Various clichés abound in the investing world. While many are gross oversimplifications of dynamic complexity in behavioral finance, some of them are timeless pieces of wisdom. Included in this latter half is the famous recommendation by Baron Rothschild to “buy when there is blood in the streets.”
This strategy is never cut-and-dry however. Calling bottoms can be a dangerous game—referred to among traders as trying to catch a falling knife.
Different metrics exist to quantify swings in market sentiment. Momentum indicators are one way to model this. The implications of momentum indicators are multifold.
- That both in terms of buying and selling trends, human behavior is hyperactive and tends to overshoot the mark in both directions (an expression of hive mind collectivity, and swarm behavior).
- The price of any asset tends to diverge over time, at least transiently, from these extreme market conditions.
- Counter-trend movement in price is known as a correction, or in fibonacci trading lingo, a “retracement.”
Using larger time frames in the technical analysis of these probable corrections tend to provide the best insight with the least risk for error.

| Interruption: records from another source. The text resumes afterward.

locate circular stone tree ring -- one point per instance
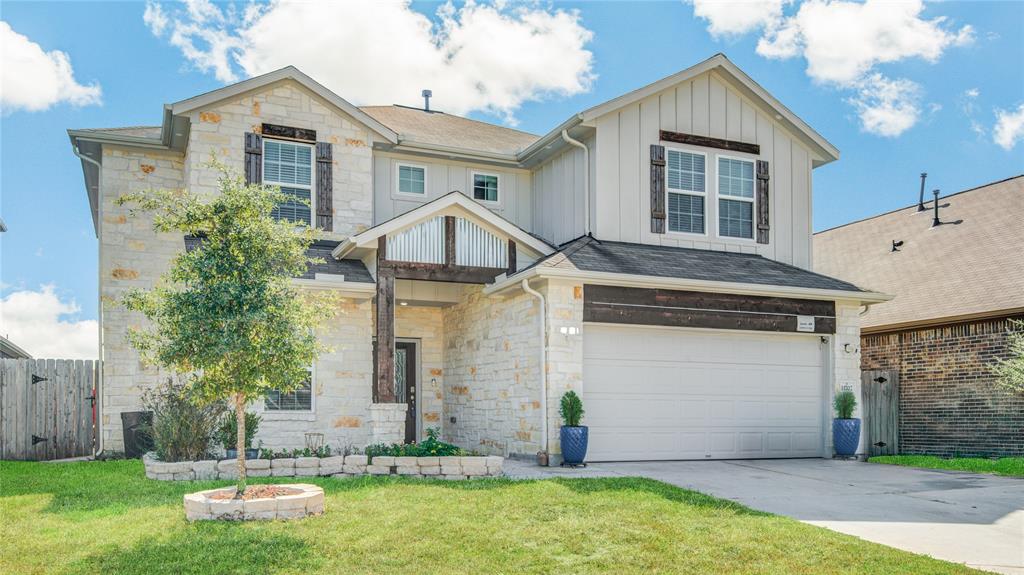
(293, 500)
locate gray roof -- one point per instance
(588, 254)
(442, 129)
(353, 270)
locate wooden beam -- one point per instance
(705, 141)
(384, 386)
(700, 309)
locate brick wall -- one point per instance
(949, 403)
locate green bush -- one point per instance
(571, 409)
(181, 431)
(228, 430)
(845, 403)
(429, 447)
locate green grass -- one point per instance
(1013, 467)
(107, 518)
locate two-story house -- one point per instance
(651, 253)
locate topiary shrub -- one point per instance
(181, 430)
(845, 402)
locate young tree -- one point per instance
(225, 312)
(1010, 372)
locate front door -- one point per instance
(404, 384)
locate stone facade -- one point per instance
(949, 403)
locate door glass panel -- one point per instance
(399, 374)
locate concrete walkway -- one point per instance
(965, 518)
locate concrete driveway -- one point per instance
(965, 518)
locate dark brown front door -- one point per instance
(404, 384)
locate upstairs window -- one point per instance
(685, 181)
(485, 187)
(290, 166)
(300, 399)
(412, 179)
(735, 197)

Three separate momentum indicators (Relative Strength Index, William’s %R, and Stochastics) currently confirm an increase in recent fear, and suggest an upswing is possibly coming soon to compensate.
Technical evidence of fear and blood (click for full size):
Chart by Brandon Chase
These insights are confirmed by all the negative chatter about bitcoin’s price drop and worries about its utility and fundamentals.
In the near future, it will be possible to data mine social media for changes in the frequency / density of such emotion-ladden keywords in real time. Certain software and scripts exist currently that attempt to model this sentiment to generate buy and sell points, but ultimately they fall short.
A quick look at last week’s news shows us where we’re at intuitively.
Evidence in the media of fear and blood:
Bitcoin’s New Year’s price plunge (Pymnts)
There is an amusing site about this doomsday bandwagon effect, aptly named “Bitcoin Obituaries” – which observes, tongue-in-cheek, that bitcoin has died approximately 25 times. Of course, we have always had the last laugh.
Interpreting market sentiment is tricky business, and there are never any gaurentees. With that said, given the correlation between recent fearmongering in media outlets and a sharply declining price, bitcoin is flashing a buy signal for smart, long-term investors.
If historical performance is indicative of future performance (a presumption necessary for any investment) and bitcoin’s antifragility continues unabated, then this long bear market and sell-off is about to end as we see a significant rebound in price action over the coming months.
As Daniel Krawisz wrote so succinctly back in November: “Don’t Panic.”